Vi homens de 40, 50 e 60 anos a chorar, observadores experimentados que continuam a dar o seu melhor pela arbitragem e a tentar estar lá quando a oportunidade aparece, sem desistirem sem fugirem de ir à luta, a darem a cara no momento, sem medo do insucesso que convive paredes meias com o sucesso.
A vida é feita disto e quando não nos mata, torna-nos mais fortes.
PARABÉNS aos que cumpriram o objetivo!
Os que conseguiram, têm que o continuar a provar todos os dias.
Os que falharam sabem onde falharam, mas nada garante que não voltem a falhar.
Sem drama, amanhã não será nada…faz parte e a vida é feita disso.
A única coisa garantida é que continuarão a lutar e voltarão a tentar, porque os que ali tiveram são feitos dessa fibra.

O RefereeTip agradece ao António Taia este magnifico artigo que sem dúvida trespassa o sentimento e espírito que é vivido por todos os intervenientes do mundo da arbitragem.

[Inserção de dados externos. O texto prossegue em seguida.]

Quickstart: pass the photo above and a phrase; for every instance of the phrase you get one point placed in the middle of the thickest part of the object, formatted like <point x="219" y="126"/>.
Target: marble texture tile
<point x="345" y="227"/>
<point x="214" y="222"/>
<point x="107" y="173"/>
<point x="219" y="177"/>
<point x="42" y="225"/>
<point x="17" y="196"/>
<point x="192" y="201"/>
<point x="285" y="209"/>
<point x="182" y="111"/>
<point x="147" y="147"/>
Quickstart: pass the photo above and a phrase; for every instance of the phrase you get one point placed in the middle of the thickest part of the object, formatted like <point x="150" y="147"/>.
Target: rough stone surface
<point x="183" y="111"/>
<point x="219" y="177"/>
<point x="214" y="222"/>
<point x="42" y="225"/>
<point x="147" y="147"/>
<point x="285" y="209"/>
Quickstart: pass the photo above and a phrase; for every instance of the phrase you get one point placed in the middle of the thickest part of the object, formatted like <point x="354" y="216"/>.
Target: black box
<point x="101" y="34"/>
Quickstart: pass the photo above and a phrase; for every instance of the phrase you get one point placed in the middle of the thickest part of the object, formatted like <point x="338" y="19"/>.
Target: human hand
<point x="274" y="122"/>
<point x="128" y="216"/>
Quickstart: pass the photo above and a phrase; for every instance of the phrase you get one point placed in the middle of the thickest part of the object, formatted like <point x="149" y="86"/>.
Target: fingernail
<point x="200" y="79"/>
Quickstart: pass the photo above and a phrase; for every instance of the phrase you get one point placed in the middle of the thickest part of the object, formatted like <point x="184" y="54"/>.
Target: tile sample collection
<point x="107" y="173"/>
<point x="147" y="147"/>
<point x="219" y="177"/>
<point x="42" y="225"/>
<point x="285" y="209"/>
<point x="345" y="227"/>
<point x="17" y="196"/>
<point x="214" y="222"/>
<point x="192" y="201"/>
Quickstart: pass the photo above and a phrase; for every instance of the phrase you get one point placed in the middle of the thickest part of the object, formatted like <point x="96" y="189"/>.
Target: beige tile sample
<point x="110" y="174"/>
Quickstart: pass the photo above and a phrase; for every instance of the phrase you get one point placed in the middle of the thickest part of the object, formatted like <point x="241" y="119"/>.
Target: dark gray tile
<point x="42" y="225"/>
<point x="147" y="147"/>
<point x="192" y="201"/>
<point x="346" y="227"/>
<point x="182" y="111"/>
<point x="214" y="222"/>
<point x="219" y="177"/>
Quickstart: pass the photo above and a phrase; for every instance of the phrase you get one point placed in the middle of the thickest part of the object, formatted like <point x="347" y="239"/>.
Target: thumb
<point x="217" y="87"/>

Convidamos todos os leitores a partilharem connosco artigos dos mesmo género deste.

Comentários

Anónimo disse…
A ARBITRAGEM existe pelos Árbitros ou os ÁRBITROS existem pela ARBITRAGEM!?

Caro António Taia,

Li atentamente o seu desabafo... revejo-me em 100% em toda esta realidade e em todo o turbilhão de sentimentos!
Nesse mesmo fim-de-semana, passei pelo mesmo. Sinto-me derrotado, pois é frustante e sufocante que ao fim de um ano, depois de tanto esforço, tanta dedicação e de me alhear da família... apenas em 24h não conseguir demonstrar tudo isso e como fruto não pertencer ao grupo dos eleitos! Enfim...

Só lhe quero deixar uma palavra de incentivo e pensamento positivo, a arbitragem precisa de todos nós e todos nós (de alguma forma)precisamos dela!

ASS: A.M.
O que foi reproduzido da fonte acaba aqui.